That is really beautiful, Patricia. Is that the same fabric as the Vera Bradley Watercolor design? It's one of my favorites.


----------



## PG4003 (Patricia) (Jan 30, 2010)

Good eye, Juli, that's exactly what it is.  I think it will match my platinum Noreve perfectly.


----------



## Cardinal (Feb 24, 2010)

Oh dang, when I first read this post I was really tired and thought it was going to arrive on April 30th.  I was hoping it had arrived already.  Hopefully really soon!!!


----------



## BookLady (Jan 7, 2011)

If their UPS local notifications are updated as promptly as mine, by 6 or 7 o'clock tomorrow morning, both Italia and Patricia should have "Out for Delivery" notifications on their tracking numbers.  Watch out UPS men!!


----------



## PG4003 (Patricia) (Jan 30, 2010)

I checked UPS this morning, my cover is out for delivery!  Expect pictures later today, ladies!!


----------



## maries (Dec 29, 2010)

PG4003 (Patricia) said:


> I checked UPS this morning, my cover is out for delivery! Expect pictures later today, ladies!!


Were you able to sleep last night? That poor UPS guy has no idea what is in store for him today!!!!  I hope the cover is even better than your expectations!


----------



## PG4003 (Patricia) (Jan 30, 2010)

Marie, I actually didn't think about it until I logged on to Kindleboards, don't know how I could have forgotten.  But then the first thing I did was check the UPS site.  UPS usually doesn't deliver to me until the afternoon, so I have to sit here and fret half the day!

OT to you, Marie, I have 2 of your covers done, my granddaughter won't be here tomorrow so I'll be sewing, and get a package off to you on Wednesday.


----------



## maries (Dec 29, 2010)

PG4003 (Patricia) said:


> Marie, I actually didn't think about it until I logged on to Kindleboards, don't know how I could have forgotten. But then the first thing I did was check the UPS site. UPS usually doesn't deliver to me until the afternoon, so I have to sit here and fret half the day!
> 
> OT to you, Marie, I have 2 of your covers done, my granddaughter won't be here tomorrow so I'll be sewing, and get a package off to you on Wednesday.


Patricia - thanks for the update. Crazy day at work but occasionally I think of you and smile when I think of the excited customer the unsuspecting UPS man is about to encounter!


----------



## PG4003 (Patricia) (Jan 30, 2010)

maries said:


> Patricia - thanks for the update. Crazy day at work but occasionally I think of you and smile when I think of the excited customer the unsuspecting UPS man is about to encounter!

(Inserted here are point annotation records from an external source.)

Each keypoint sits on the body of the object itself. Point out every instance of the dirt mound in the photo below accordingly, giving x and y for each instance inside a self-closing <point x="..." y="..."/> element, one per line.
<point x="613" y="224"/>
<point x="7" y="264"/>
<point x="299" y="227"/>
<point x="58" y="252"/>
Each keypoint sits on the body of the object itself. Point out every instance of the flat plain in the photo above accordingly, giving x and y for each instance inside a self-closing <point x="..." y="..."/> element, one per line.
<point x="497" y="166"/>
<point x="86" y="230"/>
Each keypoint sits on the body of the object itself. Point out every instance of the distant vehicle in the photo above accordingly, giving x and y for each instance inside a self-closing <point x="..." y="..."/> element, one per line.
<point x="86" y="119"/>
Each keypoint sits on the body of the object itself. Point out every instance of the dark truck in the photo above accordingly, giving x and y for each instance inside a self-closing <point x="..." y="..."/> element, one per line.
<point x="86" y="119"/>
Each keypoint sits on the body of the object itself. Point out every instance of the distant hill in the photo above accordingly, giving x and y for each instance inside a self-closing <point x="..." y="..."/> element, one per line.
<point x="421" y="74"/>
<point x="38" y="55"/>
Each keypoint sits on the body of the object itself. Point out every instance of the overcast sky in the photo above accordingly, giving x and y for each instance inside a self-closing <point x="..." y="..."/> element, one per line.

I know!!! And my granddaughter is getting ready to take her nap, so if the UPS truck comes while she's sleeping, I have to grab my little dog and hold him or he barks like crazy. So I guess it'll be the two of us running down the driveway today


----------



## BookLady (Jan 7, 2011)

So, Patricia, have you knocked the UPS driver off his feet yet in your haste to retrieve your Noreve package??     Cannot wait to see photos!  Lucky you to already have your Norever cover, and I am happy and excited for you!  YEY!!

Marie, I did not receive shipping notice today as I had anticipated.    Did you?  Keeping my fingers crossed that we hear soon.


----------



## maries (Dec 29, 2010)

BookLady said:


> So, Patricia, have you knocked the UPS driver off his feet yet in your haste to retrieve your Noreve package??   Cannot wait to see photos! Lucky you to already have your Norever cover, and I am happy and excited for you! YEY!!
> 
> Marie, I did not receive shipping notice today as I had anticipated.  Did you? Keeping my fingers crossed that we hear soon.


No but I think we will be doing the Noreve watch next Monday. Just a hunch.


----------



## BookLady (Jan 7, 2011)

Hope your hunch is correct, Marie!


----------